Visiting scientists Elizabeth Whiteman will be giving a special presentation on 23 July at the Cracked Conch.
This Reef Report is the second in a series of three reports presented by the Central Caribbean Marine Institute.
‘The social lives of fish are complicated and varied with drama that can rival any soap opera,’ said Ms Whiteman. The CCMI Reef Report will describe the social interactions that place every day among coral reef fish and why understanding these behaviours helps understanding how fish evolved and the best way to conserve threatened populations.
Ms Whiteman grew up in the UK where coral reefs and tropical marine research seemed an unlikely path. However, after completing a PhD from the University of East Anglia, during which most of her time was spent underwater in Barbados, Liz has since worked in many different Caribbean countries. Her work has encompassed fisheries and conservation questions surrounding grouper spawning aggregations as well as research to understand how reef fish diversity formed. Liz is now the lead scientist developing a program for monitoring the success of marine Protected Areas in California.

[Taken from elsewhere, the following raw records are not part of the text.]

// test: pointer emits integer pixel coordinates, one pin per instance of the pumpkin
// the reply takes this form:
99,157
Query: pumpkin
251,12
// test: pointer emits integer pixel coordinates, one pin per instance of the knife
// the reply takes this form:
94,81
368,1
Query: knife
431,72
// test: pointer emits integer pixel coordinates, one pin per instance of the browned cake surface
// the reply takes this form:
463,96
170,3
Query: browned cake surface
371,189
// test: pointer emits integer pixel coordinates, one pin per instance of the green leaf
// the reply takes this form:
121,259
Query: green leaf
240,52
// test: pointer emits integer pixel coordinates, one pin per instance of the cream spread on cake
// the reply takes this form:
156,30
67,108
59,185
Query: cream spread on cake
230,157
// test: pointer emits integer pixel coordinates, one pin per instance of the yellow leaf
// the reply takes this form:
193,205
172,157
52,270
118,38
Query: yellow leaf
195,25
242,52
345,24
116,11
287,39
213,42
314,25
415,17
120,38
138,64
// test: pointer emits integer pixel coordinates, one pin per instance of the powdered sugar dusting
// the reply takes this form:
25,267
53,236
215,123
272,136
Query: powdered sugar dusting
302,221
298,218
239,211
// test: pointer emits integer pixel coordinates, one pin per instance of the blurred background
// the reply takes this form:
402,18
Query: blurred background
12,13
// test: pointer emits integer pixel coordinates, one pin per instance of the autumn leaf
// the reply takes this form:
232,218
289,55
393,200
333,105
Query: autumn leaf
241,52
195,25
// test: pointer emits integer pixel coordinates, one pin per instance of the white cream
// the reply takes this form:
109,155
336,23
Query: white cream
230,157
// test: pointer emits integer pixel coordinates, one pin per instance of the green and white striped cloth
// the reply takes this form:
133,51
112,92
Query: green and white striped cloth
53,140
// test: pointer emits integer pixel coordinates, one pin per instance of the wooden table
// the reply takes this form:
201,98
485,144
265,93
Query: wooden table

The first CCMI Reef Report of 2008, which was held 3 July, was welcomed with a packed room of marine enthusiasts. John Bothwell from the Department of Environment was on hand to introduce the visiting scientist David Gruber, and many CCMI supporters and friends heard first hand about his research.
CCMI is working to hold the Reef Reports series twice per year in an ongoing effort to educate the community on the marine environment. ‘We would like to again thank the Cracked Conch for their ongoing support’, comments Lindsay Luttermann, volunteer event coordinator. ‘The Reef Reports are an event open for anyone to attend free of charge and without such generous support, it would not be possible.’
Persons interested in attending these Reef Reports should contact Kellie at 949-1938 or [email protected] . Space is very limited.
Guests at the lecture will also be updated on the 2008/2009 educational initiatives that have been undertaken by CCMI, including Ocean Literacy, a program to increase our (children’s) understanding of the important links between our lives and the ocean.
The Central Caribbean Marine Institute was incorporated in 1998 as a non-profit 501 ©3 organization. CCMI was established as an international charitable organization after becoming incorporated in the Cayman Islands (2002) and in the UK in 2004.
Since its first years, CCMI has proven a valuable asset to the effort to understanding changing coral reef and tropical marine environments, and its research and education programs have established a solid foundation for future reef education and awareness in the Caribbean and for students and researchers from around the world.